Arthur Lee, rhythm guitar, vocals
Charlie Karp, lead guitar
Frank Fayad, bass (tracks 4, 10, 11)
Clarence McDonald, organ on "Find Somebody"
Don Poncher, drums
Craig Tarwater, lead guitar (tracks 4, 10, 11)
David Hull, bass
Digitally remastered
Arthur Lee
Prior to forming Love, Arthur Lee was a Los Angeles hustler, desperately searching for the formula that would make him a star. In the early mid-'60s, Lee recorded some unsuccessful singles including one as the American Four on Selma, a subsidiary of Del-Fi, "Luci Baines"/"Soul Food." He also recorded a session for Rosa Lee Brooks that featured Jimi Hendrix as a session guitarist. Lee found his niche at last when he founded one of the '60s seminal garage/folk/psychedelic bands, Love, in 1965. The band, which also featured fellow songwriter and singer Bryan MacLean, recorded three amazing albums for Elektra including Forever Changes, an album that is certainly a contender for best rock album ever made.
In 1968, Lee decided to scrap the idea of Love as a real band, kicked out all the remaining members, and began recording with pickup bands and sessionmen. The band's and Lee's fortunes quickly declined, and Lee, never the most normal person in the best of times, began exhibiting erratic behavior as his drug intake began to take its toll. He recorded more unsuccessful albums as Love, recorded a solo album, Vindicator, in 1972, and began to fade away. Lee would regularly tour and recordings were made of these shows, but he rarely returned to a studio or wrote new songs. In 1994, Lee recorded a new single "Midnight Sun"/"Girl on Fire," although the B-side was actually salvaged from an unreleased album Lee recorded with Jimi Hendrix years before.
Soon after this, Lee's problems with the law took over his life. In 1995, he broke into an ex-girlfriend's apartment and tried to set it aflame. He was bailed out by Rhino Records, which had just released the Love Story 1966-1972 compilation. In 1996, he was arrested for shooting a gun into the air during an argument with a neighbor and was convicted on an illegal possession of a firearm charge. Thanks to California's strict and sometimes unfair three strikes and you're out law, Lee (who had been convicted of a drug offense sometime in the '80s) was sentenced to eight to 12 years in prison. In 2000, Rhino reissued an expanded version of Love's Forever Changes that served as a reminder of just what a huge talent Arthur Lee was in his prime.

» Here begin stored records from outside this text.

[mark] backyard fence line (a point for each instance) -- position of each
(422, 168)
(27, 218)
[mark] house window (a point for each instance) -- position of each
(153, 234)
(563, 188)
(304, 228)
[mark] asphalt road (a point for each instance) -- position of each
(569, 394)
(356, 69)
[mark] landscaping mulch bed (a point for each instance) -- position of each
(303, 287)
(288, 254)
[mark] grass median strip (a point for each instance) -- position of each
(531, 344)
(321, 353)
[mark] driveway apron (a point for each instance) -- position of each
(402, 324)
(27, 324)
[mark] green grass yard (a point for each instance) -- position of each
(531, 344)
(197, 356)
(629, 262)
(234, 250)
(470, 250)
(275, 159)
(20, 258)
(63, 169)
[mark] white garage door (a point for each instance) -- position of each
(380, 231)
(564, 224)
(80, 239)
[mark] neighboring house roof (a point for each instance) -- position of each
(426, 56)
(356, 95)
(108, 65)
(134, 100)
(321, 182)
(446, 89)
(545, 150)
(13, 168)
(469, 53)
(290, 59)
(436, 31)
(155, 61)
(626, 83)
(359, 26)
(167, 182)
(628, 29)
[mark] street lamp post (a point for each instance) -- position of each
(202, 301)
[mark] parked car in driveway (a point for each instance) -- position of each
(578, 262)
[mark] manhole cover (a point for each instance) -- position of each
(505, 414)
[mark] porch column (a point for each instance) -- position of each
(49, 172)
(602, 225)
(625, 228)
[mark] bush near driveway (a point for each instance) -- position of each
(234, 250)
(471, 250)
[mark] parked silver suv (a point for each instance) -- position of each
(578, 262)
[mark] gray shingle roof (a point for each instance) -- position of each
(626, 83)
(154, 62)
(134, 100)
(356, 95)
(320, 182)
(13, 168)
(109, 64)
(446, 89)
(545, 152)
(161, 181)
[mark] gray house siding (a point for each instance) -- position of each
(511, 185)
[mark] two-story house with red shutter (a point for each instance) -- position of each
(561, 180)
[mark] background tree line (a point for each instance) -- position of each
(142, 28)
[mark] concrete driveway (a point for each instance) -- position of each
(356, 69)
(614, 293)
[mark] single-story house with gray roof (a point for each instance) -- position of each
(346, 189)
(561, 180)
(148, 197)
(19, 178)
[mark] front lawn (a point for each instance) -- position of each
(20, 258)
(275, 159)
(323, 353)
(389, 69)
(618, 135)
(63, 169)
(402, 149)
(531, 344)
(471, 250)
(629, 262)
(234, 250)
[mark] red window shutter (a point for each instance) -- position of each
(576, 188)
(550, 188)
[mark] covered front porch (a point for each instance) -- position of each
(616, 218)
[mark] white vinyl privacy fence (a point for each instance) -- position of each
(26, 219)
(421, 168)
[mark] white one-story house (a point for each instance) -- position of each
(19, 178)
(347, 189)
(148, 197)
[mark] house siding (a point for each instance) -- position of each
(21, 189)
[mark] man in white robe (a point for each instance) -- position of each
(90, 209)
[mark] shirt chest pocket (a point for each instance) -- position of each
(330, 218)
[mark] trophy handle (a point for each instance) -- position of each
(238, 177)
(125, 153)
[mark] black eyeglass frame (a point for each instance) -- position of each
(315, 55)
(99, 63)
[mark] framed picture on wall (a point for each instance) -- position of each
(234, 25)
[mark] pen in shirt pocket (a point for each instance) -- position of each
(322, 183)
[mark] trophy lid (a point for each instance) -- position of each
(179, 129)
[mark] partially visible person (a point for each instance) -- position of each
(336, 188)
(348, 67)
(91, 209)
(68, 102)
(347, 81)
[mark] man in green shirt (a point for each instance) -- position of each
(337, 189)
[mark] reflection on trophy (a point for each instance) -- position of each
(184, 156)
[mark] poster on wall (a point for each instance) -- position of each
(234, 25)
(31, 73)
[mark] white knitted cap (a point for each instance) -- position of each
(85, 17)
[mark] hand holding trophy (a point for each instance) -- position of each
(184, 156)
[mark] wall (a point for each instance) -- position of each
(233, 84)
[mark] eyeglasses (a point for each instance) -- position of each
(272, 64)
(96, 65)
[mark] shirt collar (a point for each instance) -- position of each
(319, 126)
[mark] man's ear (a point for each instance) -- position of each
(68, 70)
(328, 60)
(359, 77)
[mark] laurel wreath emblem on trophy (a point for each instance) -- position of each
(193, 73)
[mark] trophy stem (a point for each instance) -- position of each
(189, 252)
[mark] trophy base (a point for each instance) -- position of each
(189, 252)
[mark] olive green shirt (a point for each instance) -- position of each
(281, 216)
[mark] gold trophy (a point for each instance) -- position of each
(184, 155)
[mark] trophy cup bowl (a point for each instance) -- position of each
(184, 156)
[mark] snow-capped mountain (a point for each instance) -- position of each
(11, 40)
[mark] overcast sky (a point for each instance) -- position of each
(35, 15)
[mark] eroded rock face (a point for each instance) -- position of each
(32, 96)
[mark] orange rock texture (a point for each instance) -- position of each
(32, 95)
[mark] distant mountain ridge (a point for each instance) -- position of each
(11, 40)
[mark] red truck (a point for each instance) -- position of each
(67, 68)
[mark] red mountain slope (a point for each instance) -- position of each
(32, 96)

On December 12, 2001, Lee was released from prison, having served six years of his original sentence. Happily for Lee and his fans, a federal appeals court in California reversed the charge of negligent discharge of a firearm as they found the prosecutor at Lee's trial was guilty of misconduct. After Lee was freed, he toured with a new incarnation of Love in 2002, playing all of Forever Changes. Over the next few years he continued to perform, receiving such accolades as a Living Legend Award at the 2004 NME Awards. In early 2006, Lee was diagnosed with acute myeloid leukemia. Despite aggressive treatment, including three bouts of chemotherapy and a bone marrow transplant using stem cells from an umbilical cord -- which made him the first adult patient in Tennessee to receive this treatment -- his condition worsened, and Lee passed away on August 3, 2006, at Memphis, TN's Methodist University Hospital with his wife at his side.